Nicolas L’Heureux : Des vaisseaux sanguins artificiels 100 % biologiques

Lauréat d’une bourse du conseil européen de la recherche en 2022 pour son projet de développement de tissus artificiels dans le traitement du prolapsus des organes pelviens, Nicolas L’Heureux, directeur du laboratoire Bioingénierie tissulaire de Bordeaux, a travaillé pendant vingt ans à la conception de vaisseaux artificiels imperméables, résistants et sans produit de synthèse.
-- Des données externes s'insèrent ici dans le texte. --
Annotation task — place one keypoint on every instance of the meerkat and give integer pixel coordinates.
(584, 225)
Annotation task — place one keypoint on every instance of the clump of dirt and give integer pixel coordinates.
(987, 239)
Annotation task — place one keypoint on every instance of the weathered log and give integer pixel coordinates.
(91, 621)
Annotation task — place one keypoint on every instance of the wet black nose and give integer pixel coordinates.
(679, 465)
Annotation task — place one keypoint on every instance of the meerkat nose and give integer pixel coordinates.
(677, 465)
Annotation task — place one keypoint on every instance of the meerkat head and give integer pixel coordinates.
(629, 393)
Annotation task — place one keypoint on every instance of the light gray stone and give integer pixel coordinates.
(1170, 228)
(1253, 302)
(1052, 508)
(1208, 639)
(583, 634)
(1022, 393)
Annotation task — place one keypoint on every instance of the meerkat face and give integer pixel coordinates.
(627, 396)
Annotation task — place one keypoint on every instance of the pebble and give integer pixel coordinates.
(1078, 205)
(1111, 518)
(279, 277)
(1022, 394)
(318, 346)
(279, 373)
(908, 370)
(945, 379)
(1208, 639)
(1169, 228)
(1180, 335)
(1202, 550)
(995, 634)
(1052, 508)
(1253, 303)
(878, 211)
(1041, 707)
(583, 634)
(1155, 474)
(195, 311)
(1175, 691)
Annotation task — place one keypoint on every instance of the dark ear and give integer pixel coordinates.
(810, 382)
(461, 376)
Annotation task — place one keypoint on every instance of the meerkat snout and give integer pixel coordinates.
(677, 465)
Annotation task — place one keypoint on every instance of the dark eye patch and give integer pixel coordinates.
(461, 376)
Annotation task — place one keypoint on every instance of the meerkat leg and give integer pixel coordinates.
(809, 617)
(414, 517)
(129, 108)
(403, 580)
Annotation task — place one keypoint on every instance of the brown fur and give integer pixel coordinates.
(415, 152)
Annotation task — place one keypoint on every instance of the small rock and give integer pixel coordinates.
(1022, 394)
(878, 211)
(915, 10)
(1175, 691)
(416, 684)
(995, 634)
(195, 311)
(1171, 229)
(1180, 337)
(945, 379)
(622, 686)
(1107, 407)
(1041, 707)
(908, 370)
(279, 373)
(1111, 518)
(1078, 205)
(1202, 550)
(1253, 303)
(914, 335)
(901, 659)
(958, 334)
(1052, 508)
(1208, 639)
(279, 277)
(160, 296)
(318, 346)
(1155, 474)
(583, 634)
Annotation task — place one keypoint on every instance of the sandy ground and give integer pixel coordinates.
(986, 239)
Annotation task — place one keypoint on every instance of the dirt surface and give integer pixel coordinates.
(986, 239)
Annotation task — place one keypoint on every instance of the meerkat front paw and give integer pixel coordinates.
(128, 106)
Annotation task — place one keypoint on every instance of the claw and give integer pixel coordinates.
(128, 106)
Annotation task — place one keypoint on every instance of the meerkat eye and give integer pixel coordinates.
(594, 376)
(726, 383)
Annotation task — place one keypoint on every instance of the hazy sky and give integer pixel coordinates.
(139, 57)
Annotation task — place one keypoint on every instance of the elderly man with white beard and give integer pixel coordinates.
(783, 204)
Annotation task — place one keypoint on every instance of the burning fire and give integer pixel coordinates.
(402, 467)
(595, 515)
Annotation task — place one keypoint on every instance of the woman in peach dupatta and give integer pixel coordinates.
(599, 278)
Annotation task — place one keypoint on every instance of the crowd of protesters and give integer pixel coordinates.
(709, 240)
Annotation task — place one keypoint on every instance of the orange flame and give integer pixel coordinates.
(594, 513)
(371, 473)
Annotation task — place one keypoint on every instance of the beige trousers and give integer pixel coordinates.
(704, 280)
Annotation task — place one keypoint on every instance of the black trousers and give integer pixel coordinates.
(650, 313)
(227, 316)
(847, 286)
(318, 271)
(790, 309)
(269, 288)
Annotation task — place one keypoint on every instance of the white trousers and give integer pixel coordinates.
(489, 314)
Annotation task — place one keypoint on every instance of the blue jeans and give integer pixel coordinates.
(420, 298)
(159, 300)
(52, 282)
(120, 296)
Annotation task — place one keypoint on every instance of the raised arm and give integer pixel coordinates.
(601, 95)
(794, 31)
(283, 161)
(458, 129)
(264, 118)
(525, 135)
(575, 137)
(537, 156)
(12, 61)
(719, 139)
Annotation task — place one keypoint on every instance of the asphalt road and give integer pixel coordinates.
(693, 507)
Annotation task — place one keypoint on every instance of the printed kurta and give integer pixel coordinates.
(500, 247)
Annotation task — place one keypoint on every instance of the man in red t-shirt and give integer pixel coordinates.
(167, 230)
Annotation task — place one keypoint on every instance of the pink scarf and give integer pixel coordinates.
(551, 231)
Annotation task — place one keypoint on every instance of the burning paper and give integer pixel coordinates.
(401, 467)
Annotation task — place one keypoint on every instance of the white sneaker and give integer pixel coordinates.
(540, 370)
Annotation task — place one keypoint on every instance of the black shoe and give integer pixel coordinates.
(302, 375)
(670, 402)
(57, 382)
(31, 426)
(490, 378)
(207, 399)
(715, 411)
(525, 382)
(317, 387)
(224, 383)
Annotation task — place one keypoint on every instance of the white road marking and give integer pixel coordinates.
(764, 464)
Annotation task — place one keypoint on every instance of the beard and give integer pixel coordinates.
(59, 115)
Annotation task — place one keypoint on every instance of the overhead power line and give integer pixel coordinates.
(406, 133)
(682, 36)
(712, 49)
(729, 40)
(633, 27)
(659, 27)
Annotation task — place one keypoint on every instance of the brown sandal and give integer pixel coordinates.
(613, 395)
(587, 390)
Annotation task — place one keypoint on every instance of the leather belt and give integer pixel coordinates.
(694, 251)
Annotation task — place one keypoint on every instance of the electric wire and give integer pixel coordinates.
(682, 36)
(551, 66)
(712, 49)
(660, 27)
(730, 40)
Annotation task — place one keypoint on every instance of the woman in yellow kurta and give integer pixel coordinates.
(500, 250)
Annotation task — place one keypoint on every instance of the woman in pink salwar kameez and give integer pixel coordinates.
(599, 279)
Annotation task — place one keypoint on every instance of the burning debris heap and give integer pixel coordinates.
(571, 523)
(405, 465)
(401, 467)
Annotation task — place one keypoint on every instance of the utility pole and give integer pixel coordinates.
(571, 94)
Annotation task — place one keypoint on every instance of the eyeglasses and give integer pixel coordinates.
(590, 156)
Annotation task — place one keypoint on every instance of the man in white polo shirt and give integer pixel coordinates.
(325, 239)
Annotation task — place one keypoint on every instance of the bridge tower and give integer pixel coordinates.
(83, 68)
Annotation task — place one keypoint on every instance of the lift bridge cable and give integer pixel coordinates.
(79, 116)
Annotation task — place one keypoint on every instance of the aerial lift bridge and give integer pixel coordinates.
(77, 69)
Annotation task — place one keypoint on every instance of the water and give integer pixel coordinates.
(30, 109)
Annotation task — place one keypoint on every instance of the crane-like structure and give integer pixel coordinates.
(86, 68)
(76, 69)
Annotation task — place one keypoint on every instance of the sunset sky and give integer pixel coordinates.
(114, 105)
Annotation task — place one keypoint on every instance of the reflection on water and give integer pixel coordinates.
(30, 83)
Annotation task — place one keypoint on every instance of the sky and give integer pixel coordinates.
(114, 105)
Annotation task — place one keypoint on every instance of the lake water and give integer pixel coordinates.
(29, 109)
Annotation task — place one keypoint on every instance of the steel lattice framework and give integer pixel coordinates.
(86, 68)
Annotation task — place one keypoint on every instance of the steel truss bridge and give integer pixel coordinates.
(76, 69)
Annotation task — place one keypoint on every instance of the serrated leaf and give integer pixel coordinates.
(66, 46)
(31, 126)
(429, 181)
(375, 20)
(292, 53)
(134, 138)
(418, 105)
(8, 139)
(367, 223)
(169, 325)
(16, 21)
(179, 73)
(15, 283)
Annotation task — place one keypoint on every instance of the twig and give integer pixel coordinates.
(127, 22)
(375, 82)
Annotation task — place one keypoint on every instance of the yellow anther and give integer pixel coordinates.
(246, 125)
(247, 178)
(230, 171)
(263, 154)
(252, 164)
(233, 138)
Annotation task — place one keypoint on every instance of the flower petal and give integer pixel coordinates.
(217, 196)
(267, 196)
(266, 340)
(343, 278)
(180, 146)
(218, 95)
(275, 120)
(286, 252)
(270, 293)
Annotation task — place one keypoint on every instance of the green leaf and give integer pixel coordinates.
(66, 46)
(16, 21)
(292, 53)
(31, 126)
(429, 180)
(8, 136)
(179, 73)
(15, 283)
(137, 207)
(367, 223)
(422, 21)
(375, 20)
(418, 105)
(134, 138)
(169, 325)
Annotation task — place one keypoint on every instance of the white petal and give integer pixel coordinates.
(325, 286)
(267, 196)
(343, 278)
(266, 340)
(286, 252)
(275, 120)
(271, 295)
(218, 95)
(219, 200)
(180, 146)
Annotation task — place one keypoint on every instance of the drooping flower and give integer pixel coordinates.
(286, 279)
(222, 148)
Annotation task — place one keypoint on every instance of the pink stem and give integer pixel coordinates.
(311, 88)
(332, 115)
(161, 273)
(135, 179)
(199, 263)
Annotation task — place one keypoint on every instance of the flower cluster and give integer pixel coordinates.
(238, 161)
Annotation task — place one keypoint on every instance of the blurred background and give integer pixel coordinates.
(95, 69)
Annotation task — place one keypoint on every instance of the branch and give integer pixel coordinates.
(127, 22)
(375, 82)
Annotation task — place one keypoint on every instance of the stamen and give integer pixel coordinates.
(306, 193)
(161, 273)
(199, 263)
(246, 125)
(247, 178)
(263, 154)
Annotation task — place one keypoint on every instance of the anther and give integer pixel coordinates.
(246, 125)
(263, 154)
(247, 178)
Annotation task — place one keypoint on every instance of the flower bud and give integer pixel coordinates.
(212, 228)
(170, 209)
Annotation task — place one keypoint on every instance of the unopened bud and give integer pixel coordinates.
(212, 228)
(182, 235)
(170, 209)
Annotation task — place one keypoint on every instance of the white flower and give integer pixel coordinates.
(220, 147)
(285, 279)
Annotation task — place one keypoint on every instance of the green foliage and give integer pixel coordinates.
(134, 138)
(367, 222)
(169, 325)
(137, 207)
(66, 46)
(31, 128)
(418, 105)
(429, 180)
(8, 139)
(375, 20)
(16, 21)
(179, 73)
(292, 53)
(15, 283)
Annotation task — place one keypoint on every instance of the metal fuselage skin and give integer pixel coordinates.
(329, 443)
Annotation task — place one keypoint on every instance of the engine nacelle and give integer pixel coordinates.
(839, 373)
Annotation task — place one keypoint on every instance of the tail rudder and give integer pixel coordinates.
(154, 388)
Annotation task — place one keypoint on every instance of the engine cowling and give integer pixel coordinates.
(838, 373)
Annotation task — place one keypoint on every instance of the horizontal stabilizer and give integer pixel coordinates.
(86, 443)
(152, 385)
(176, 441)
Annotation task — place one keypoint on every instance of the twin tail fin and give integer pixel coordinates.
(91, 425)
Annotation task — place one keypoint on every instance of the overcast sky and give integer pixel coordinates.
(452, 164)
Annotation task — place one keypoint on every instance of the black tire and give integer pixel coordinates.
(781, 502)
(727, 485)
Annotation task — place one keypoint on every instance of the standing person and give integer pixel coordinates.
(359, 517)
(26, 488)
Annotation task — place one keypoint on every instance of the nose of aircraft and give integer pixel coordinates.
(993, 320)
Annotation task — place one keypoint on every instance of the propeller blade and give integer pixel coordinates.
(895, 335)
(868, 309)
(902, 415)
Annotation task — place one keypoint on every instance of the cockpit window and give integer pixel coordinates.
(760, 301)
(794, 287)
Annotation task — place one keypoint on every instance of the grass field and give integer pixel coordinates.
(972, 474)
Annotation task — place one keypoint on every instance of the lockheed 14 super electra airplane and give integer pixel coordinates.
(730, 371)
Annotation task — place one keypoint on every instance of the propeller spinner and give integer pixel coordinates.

Un article a retrouver dans le magazine de l’Inserm n° 55

Portrait de Nicolas L'Heureux
Nicolas L’Heureux est directeur du laboratoire Bioingénierie tissulaire (Biotis, unité 1026 Inserm/Université de Bordeaux), à Bordeaux. © Inserm / François Guénet

Quelles recherches peut-on pousser ? Qu’est-ce qui n’a pas encore été tenté ? Ces interrogations, Nicolas L’Heureux, directeur de recherche Inserm, se les pose au quotidien depuis longtemps, « comme un jeu ». Ainsi a‑t-il eu très tôt l’idée de repousser les limites de l’ingénierie tissulaire vasculaire dans laquelle il s’est engagé dès sa maîtrise. « Quand on réalise un pontage cardiaque ou autre, on utilise de préférence les vaisseaux du patient qui sont prélevés à un endroit et transplantés dans un autre, plus critique. L’autogreffe reste la meilleure solution aujourd’hui encore, mais c’est une ressource limitée. » Les maladies comme les AVC, l’hyperlipidémie ou la thrombose, qui ont la particularité d’être systémiques – elles s’attaquent à tous les vaisseaux à des degrés variables –, ainsi que le vieillissement fragilisent nos vaisseaux. Et plus la nécessité d’une opération est précoce, plus la probabilité d’une seconde intervention est importante. « Une artère transplantée va résister une dizaine d’années en moyenne et une veine six à sept ans. » Restent alors les prothèses synthétiques.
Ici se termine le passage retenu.